Le syndicat SLFP Police déplore que des policiers doivent à nouveau remplacer les agents pénitentiaires lors de la grève de 32 heures qui débutera jeudi soir dans les prisons belges. "Ce n'est pas une tâche qui incombe à la police", insiste son vice-président Vincent Houssin. Celui-ci prévient que des policiers pourraient d'ailleurs ne plus être disponibles à partir du 12 février, en raison de leur propre mouvement de grève.

Les syndicats CSC, CGSP, ACV et ACOD entameront un nouveau mouvement de grève dans les prisons à partir de 22h jeudi. L'action se terminera samedi matin à 6h. Vincent Houssin dit comprendre les revendications des gardiens, qui se plaignent d'un manque de personnel, mais déplore que la police soit toujours appelée à la rescousse.

Les services de police sont eux-mêmes sous tension et doivent également payer les coûts de la grève dans les prisons, ajoute le vice-président du SLFP Police. "Le remboursement intégral de la facture aux services de police devrait être automatique."

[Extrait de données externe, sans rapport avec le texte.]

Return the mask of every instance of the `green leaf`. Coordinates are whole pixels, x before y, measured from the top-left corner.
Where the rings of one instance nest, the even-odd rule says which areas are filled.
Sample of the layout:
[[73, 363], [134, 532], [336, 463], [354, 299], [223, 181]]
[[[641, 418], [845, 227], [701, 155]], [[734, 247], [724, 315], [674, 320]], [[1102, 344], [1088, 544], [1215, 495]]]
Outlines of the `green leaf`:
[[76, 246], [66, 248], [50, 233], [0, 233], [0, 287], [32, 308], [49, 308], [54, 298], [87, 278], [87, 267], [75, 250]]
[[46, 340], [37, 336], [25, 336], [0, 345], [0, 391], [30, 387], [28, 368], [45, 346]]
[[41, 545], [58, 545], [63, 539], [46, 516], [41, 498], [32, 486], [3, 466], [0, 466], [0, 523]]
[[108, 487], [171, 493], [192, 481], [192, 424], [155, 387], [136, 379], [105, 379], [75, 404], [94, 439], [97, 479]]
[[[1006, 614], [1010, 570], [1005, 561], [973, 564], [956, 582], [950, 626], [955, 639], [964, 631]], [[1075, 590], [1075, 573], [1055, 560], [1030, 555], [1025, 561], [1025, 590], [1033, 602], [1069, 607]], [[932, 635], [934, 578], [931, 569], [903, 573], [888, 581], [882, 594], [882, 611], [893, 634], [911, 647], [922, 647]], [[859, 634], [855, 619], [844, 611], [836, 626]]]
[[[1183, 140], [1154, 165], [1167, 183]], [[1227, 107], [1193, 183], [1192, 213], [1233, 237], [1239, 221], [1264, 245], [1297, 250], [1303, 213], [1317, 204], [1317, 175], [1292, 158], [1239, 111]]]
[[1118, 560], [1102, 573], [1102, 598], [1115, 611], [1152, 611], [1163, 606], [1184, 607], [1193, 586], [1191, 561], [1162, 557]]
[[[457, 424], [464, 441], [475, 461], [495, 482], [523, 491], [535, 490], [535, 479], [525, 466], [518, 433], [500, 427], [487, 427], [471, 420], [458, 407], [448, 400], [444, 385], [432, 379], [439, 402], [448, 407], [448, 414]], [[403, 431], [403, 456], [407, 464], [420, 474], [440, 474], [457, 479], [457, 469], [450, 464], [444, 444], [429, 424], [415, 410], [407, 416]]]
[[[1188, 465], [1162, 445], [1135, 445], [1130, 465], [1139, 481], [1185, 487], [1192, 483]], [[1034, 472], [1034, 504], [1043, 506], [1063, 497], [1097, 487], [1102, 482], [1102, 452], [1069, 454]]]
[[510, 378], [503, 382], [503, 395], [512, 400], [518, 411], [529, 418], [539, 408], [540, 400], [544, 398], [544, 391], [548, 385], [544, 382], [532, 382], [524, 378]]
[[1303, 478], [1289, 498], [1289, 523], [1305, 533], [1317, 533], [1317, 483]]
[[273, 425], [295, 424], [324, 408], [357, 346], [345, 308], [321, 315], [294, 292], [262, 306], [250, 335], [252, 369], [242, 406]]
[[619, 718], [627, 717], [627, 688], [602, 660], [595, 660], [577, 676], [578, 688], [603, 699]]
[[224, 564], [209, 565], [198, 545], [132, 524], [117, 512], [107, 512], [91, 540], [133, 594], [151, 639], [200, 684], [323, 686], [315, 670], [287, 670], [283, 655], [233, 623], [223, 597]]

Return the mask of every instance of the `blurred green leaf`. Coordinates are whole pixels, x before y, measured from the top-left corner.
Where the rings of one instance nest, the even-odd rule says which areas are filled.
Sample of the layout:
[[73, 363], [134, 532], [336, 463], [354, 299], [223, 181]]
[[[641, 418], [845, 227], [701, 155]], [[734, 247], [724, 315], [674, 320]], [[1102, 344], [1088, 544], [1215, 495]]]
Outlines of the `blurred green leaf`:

A partir du 12 février, le remplacement des gardiens de prison par des agents de police ne sera par ailleurs plus garanti, prévient Vincent Houssin. Les policiers pourraient refuser cette mission en raison de leur propre mouvement de grève. "C'est déjà arrivé en 2016 et le ministre de la Justice avait dû faire appel aux militaires. Soudainement, les négociations ont été beaucoup plus rapides."

Le SLFP Police souligne encore que la présence de policiers dans les prisons n'est pas sans danger, notamment parce qu'ils n'y sont pas formés. "Les prisonniers ne sont pas des fans de la police, ça tournera mal un jour."